My needle broke!
Oh yeh, we’ve all said that. It’s just part of cross stitch… right? Wrong.
Needles are a very important part of cross stitch, and they can massively range in complexity, material, and price, and so it seems only natural to stick to what you know; and stick to the same old needle. However, after speaking with a very well known needle manufacturer last year when I was looking into how cross stitch needles are made, he informed me that cross stitch needles are soft. Not so soft that they can be broken easily, but far softer than say, medical needles.
Medical needles are, in case you hadn’t realized, used only once. And they are made from surgical hardened stainless steel, twice as hard as the gold needles you use. And then he showed me this:
Now on the face of it, that doesn’t look too bad, but when you remember you use a needle 256 times in a square inch. And your needle is half as strong as that one. That’s why I’m suggesting you throw out that old needle.

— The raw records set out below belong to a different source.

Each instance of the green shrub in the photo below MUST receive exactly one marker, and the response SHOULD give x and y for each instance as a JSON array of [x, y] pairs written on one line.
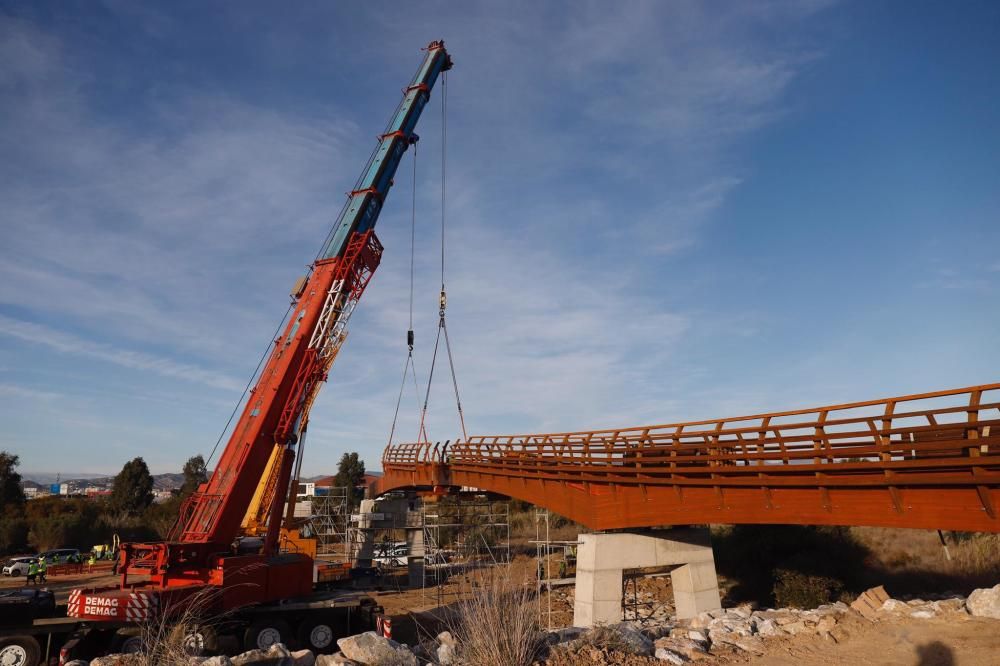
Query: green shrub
[[800, 590]]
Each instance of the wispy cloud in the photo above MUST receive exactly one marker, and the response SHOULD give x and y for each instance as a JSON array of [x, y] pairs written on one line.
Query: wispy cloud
[[66, 343], [586, 148]]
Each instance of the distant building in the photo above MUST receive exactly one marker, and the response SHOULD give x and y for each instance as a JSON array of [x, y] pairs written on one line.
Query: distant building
[[162, 495]]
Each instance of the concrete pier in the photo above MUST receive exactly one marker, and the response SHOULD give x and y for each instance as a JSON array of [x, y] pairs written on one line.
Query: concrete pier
[[602, 559]]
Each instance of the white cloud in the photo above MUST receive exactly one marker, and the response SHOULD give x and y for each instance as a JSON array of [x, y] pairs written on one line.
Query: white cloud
[[178, 236], [70, 344]]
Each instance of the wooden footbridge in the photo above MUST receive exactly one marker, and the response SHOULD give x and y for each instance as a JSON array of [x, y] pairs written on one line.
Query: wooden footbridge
[[925, 461]]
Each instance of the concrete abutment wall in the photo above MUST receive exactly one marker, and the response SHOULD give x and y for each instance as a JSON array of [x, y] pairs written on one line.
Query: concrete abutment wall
[[602, 560]]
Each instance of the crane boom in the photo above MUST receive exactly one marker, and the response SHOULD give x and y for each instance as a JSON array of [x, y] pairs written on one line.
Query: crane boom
[[314, 333], [202, 551]]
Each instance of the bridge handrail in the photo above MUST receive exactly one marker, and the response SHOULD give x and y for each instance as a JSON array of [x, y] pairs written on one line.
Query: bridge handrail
[[949, 436]]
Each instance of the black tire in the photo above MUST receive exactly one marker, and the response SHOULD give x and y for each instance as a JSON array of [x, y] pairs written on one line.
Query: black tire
[[264, 633], [127, 641], [20, 651], [318, 634]]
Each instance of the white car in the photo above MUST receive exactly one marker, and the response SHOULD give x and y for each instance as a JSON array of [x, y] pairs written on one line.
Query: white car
[[17, 566]]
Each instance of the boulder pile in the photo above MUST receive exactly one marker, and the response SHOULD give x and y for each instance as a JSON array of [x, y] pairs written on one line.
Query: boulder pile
[[742, 629]]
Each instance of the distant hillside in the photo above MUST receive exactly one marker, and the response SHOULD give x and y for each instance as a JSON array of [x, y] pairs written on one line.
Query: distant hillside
[[160, 481]]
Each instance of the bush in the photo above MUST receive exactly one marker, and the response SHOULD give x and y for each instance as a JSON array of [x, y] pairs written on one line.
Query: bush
[[753, 556], [498, 624], [799, 590]]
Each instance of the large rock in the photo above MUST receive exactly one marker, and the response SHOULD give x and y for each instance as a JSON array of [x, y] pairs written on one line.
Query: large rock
[[112, 660], [276, 655], [633, 640], [685, 647], [985, 602], [303, 658], [335, 659], [669, 656], [370, 648], [221, 660], [767, 627]]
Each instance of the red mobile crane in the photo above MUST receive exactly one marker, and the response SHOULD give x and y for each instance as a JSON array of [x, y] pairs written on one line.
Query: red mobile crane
[[202, 553]]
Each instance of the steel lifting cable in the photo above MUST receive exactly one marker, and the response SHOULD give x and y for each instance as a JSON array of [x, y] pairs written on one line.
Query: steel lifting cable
[[443, 303], [409, 365]]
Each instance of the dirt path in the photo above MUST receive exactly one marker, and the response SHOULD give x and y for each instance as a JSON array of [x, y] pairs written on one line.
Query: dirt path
[[62, 585], [957, 640]]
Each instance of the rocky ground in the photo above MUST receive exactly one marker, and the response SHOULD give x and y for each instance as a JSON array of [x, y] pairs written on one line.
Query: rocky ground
[[946, 631]]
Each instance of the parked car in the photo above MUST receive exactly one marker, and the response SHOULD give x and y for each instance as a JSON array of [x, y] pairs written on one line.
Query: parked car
[[26, 603], [17, 566], [61, 556]]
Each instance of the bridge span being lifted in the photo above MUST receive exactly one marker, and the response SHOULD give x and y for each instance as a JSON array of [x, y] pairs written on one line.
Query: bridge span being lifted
[[929, 461]]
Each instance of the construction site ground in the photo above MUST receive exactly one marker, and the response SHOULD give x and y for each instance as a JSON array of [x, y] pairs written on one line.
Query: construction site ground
[[952, 641]]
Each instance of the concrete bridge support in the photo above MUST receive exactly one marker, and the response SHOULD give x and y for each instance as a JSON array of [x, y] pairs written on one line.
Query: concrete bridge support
[[602, 559]]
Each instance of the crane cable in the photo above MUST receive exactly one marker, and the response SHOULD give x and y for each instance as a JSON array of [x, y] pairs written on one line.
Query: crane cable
[[443, 302], [410, 365]]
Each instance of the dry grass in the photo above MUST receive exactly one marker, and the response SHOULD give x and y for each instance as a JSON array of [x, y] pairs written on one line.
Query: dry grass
[[975, 558], [170, 637], [497, 625]]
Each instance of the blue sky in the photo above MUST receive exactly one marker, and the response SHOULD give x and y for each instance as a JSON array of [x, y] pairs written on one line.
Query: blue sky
[[657, 212]]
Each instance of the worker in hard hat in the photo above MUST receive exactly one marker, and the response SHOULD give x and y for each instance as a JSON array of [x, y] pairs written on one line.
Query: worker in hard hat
[[32, 573]]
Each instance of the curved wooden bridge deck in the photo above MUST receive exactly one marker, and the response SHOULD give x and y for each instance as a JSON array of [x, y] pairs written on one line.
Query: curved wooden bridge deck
[[925, 461]]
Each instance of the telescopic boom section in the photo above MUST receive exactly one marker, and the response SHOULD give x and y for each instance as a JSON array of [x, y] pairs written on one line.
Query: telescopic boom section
[[297, 365]]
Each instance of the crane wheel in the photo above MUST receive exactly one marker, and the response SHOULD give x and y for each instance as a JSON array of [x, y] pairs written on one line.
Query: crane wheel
[[20, 651], [262, 634], [317, 634], [127, 641]]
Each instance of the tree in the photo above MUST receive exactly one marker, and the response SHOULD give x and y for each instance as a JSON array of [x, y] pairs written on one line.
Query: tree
[[350, 473], [195, 474], [132, 492], [13, 526], [11, 492]]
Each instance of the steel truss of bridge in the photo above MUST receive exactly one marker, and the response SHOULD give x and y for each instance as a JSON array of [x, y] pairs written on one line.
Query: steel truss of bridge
[[927, 461]]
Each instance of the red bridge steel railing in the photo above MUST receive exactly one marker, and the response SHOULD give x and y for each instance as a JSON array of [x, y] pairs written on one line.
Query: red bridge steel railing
[[930, 460]]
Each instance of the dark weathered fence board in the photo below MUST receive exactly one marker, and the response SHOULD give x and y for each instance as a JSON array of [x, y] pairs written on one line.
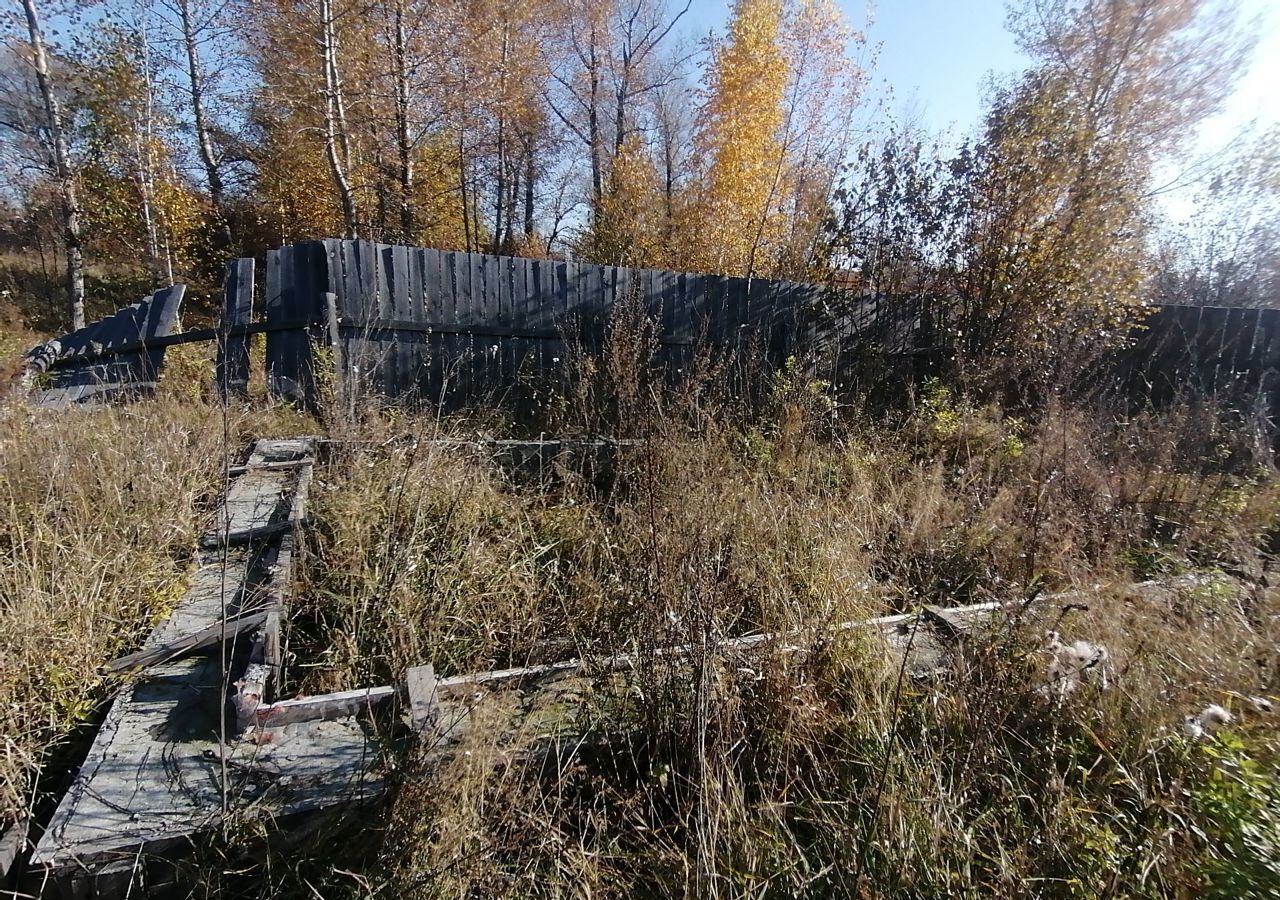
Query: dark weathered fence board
[[232, 366], [460, 328], [120, 353]]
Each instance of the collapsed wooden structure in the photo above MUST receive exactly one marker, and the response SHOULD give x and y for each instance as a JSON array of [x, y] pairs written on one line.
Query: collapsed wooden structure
[[120, 355], [199, 738]]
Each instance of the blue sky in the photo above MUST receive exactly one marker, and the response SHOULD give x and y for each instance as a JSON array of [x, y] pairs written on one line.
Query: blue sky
[[935, 56]]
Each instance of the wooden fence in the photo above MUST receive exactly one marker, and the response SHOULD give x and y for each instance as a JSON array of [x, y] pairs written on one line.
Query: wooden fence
[[455, 328], [460, 329]]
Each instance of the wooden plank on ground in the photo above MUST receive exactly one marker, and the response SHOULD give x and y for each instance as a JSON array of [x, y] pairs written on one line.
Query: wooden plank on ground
[[179, 647], [155, 773], [424, 706]]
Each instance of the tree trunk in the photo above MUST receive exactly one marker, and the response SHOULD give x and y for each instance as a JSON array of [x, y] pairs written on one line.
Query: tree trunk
[[63, 170], [403, 142], [530, 172], [336, 123], [204, 140], [593, 127]]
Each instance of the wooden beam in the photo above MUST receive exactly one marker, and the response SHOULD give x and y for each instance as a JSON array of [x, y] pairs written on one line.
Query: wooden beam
[[424, 706], [323, 707], [245, 535], [176, 649]]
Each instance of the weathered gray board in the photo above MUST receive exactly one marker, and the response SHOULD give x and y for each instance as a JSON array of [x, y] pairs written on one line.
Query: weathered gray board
[[152, 777], [81, 366]]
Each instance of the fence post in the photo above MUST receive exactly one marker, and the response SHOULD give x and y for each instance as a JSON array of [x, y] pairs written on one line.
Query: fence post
[[237, 313]]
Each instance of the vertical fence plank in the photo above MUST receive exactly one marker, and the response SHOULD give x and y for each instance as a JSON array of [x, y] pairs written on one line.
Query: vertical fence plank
[[237, 311]]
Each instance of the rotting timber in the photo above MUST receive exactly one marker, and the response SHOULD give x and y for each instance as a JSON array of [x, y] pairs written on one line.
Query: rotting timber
[[158, 772]]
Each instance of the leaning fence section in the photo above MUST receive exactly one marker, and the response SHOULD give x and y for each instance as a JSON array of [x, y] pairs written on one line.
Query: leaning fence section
[[458, 329]]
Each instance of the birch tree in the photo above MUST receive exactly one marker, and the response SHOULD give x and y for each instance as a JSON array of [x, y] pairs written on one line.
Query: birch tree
[[62, 167]]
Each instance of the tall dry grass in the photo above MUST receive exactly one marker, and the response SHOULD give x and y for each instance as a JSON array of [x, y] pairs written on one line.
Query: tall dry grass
[[818, 773], [99, 516], [824, 773]]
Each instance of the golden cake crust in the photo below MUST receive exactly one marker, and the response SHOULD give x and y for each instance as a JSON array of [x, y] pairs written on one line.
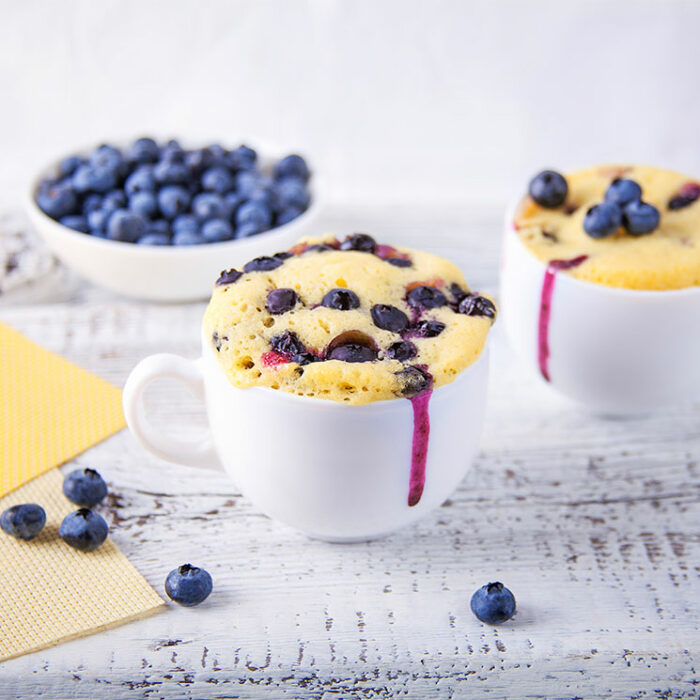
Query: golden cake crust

In fact, I’d go one step further and tell you that you need to use a new needle for every project. And no, I’m not a crazy rich person. Every time you use a needle, you damage it. Every bit of damage means you snag on the threads and canvas, you stretch the holes in the aida, you catch threads on other stitches, and frankly, you put your whole project at risk of those tiny little weird bits that stick out for no reason. Sadly, even storing cross stitch needles can damage them too.
So that’s why I use a new one for every project. Whatever the size, a new needle comes out. Now, let’s be honest, needles can be super expensive, and my preferred needle is a petite full gold number, but I’m not made of gold needles. I get smart. For plastic canvas, I use a standard, cheap needle, which can save a lot of money in cross stitch, as my plastic canvas stitches tend to be less than 1000 stitches. For anything with 10,000 stitches I use a fancy one, and anything in between, I use whatever I have on hand.
But this isn’t just a crazy idea of mine either. Not only is there a difference in how I can stitch, how fast I can cross stitch, and on the ease, but it has a clear effect on the end result. Less puckering, more uniformity, and no stray stitches that just don’t want to sit right. Try ditching that old needle, and see for yourself the improvement. And suffer a lot less broken needles.